DeepVoxels is an object-specific, persistent 3D feature embedding.

Overview

DeepVoxels

DeepVoxels is an object-specific, persistent 3D feature embedding. It is found by globally optimizing over all available 2D observations of an object in a deeplearning framework. At test time, the training set can be discarded, and DeepVoxels can be used to render novel views of the same object.

deepvoxels_video

Usage

Installation

This code was developed in python 3.7 and pytorch 1.0. I recommend to use anaconda for dependency management. You can create an environment with name "deepvoxels" with all dependencies like so:

conda env create -f environment.yml

High-Level structure

The code is organized as follows:

  • dataio.py loads training and testing data.
  • data_util.py and util.py contain utility functions.
  • run_deepvoxels.py contains the training and testing code as well as setting up the dataset, dataloading, command line arguments etc.
  • deep_voxels.py contains the core DeepVoxels model.
  • custom_layers.py contains implementations of the integration and occlusion submodules.
  • projection.py contains utility functions for 3D and projective geometry.

Data

The datasets have been rendered from a set of high-quality 3D scans of a variety of objects. The datasets are available for download here. Each object has its own directory, which is the directory that the "data_root" command-line argument of the run_deepvoxels.py script is pointed to.

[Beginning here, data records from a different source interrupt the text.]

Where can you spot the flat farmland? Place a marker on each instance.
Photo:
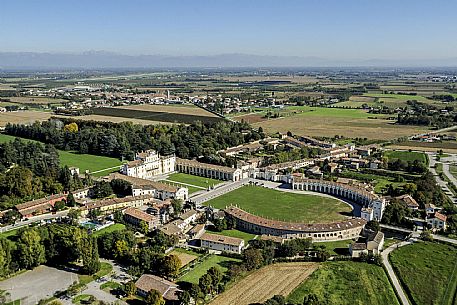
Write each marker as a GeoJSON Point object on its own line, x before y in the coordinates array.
{"type": "Point", "coordinates": [277, 279]}
{"type": "Point", "coordinates": [427, 272]}
{"type": "Point", "coordinates": [347, 283]}
{"type": "Point", "coordinates": [179, 109]}
{"type": "Point", "coordinates": [351, 123]}
{"type": "Point", "coordinates": [35, 100]}
{"type": "Point", "coordinates": [23, 117]}
{"type": "Point", "coordinates": [170, 116]}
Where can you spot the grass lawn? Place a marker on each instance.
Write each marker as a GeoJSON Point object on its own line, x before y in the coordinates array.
{"type": "Point", "coordinates": [340, 247]}
{"type": "Point", "coordinates": [285, 206]}
{"type": "Point", "coordinates": [221, 262]}
{"type": "Point", "coordinates": [406, 156]}
{"type": "Point", "coordinates": [194, 180]}
{"type": "Point", "coordinates": [105, 269]}
{"type": "Point", "coordinates": [347, 282]}
{"type": "Point", "coordinates": [427, 271]}
{"type": "Point", "coordinates": [83, 161]}
{"type": "Point", "coordinates": [235, 233]}
{"type": "Point", "coordinates": [111, 228]}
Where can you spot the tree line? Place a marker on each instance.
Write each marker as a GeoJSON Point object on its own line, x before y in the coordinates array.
{"type": "Point", "coordinates": [122, 140]}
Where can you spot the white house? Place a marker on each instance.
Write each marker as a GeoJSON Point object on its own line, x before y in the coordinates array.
{"type": "Point", "coordinates": [222, 243]}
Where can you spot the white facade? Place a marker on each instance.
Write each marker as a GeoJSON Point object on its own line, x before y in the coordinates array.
{"type": "Point", "coordinates": [149, 164]}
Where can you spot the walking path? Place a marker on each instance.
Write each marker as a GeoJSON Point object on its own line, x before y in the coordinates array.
{"type": "Point", "coordinates": [390, 271]}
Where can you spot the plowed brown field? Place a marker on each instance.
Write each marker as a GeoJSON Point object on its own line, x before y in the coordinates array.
{"type": "Point", "coordinates": [265, 283]}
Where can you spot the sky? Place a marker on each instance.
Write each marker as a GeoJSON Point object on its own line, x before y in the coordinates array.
{"type": "Point", "coordinates": [332, 29]}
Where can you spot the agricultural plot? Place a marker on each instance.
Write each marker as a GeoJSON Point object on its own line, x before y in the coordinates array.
{"type": "Point", "coordinates": [406, 156]}
{"type": "Point", "coordinates": [277, 279]}
{"type": "Point", "coordinates": [221, 262]}
{"type": "Point", "coordinates": [328, 122]}
{"type": "Point", "coordinates": [96, 165]}
{"type": "Point", "coordinates": [427, 272]}
{"type": "Point", "coordinates": [156, 116]}
{"type": "Point", "coordinates": [347, 283]}
{"type": "Point", "coordinates": [284, 206]}
{"type": "Point", "coordinates": [23, 117]}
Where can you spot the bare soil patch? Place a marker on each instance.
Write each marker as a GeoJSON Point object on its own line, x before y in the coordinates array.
{"type": "Point", "coordinates": [265, 283]}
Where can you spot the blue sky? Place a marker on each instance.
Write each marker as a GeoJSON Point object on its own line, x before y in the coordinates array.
{"type": "Point", "coordinates": [344, 29]}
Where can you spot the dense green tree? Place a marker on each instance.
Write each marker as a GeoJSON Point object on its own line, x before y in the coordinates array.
{"type": "Point", "coordinates": [31, 251]}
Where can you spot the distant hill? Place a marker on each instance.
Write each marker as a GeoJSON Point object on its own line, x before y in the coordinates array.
{"type": "Point", "coordinates": [102, 59]}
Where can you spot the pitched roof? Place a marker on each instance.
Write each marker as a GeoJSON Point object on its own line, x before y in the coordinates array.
{"type": "Point", "coordinates": [440, 216]}
{"type": "Point", "coordinates": [167, 289]}
{"type": "Point", "coordinates": [221, 239]}
{"type": "Point", "coordinates": [139, 214]}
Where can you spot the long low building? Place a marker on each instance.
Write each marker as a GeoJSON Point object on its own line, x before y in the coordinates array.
{"type": "Point", "coordinates": [222, 243]}
{"type": "Point", "coordinates": [247, 222]}
{"type": "Point", "coordinates": [113, 204]}
{"type": "Point", "coordinates": [39, 206]}
{"type": "Point", "coordinates": [194, 167]}
{"type": "Point", "coordinates": [374, 204]}
{"type": "Point", "coordinates": [158, 190]}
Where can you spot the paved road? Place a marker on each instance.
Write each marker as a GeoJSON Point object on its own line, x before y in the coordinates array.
{"type": "Point", "coordinates": [390, 271]}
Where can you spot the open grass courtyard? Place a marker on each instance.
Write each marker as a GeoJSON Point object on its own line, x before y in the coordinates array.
{"type": "Point", "coordinates": [284, 206]}
{"type": "Point", "coordinates": [428, 272]}
{"type": "Point", "coordinates": [347, 282]}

Coordinate and camera parameter conventions

This code uses an "OpenCV" style camera coordinate system, where the Y-axis points downwards (the up-vector points in the negative Y-direction), the X-axis points right, and the Z-axis points into the image plane. Camera poses are assumed to be in a "camera2world" format, i.e., they denote the matrix transform that transforms camera coordinates to world coordinates.

The code also reads an "intrinsics.txt" file from the dataset directory. This file is expected to be structured as follows:

f cx cy
origin_x origin_y origin_z
near_plane (if 0, defaults to sqrt(3)/2)
scale
img_height img_width

The focal length, cx and cy are in pixels. (origin_x, origin_y, origin_z) denotes the origin of the voxel grid in world coordinates. The near plane is also expressed in world units. Per default, each voxel has a sidelength of 1 in world units - the scale is a factor that scales the sidelength of each voxel. Finally, height and width are the resolution of the image.

To create your own dataset, I recommend using the amazing, open-source Colmap. Follow the instructions on the website to install it. I have written a little wrapper in python that will automatically reconstruct a directory of images, and then extract the camera extrinsic & intrinsic camera parameters. It can be used like so:

python colmap_wrapper.py --img_dir [path to directory with images] \
                         --trgt_dir [path where output will be written to] 

To get the scale and origin of the voxel grid as well as the near plane, one has to inspect the reconstructed point cloud and manually edit the intrinsics.txt file written out by colmap_wrapper.py.

Training

  • See python run_deepvoxels.py --help for all train options. Example train call:
python run_deepvoxels.py --train_test train \
                         --data_root [path to directory with dataset] \
                         --logging_root [path to directory where tensorboard summaries and checkpoints should be written to] 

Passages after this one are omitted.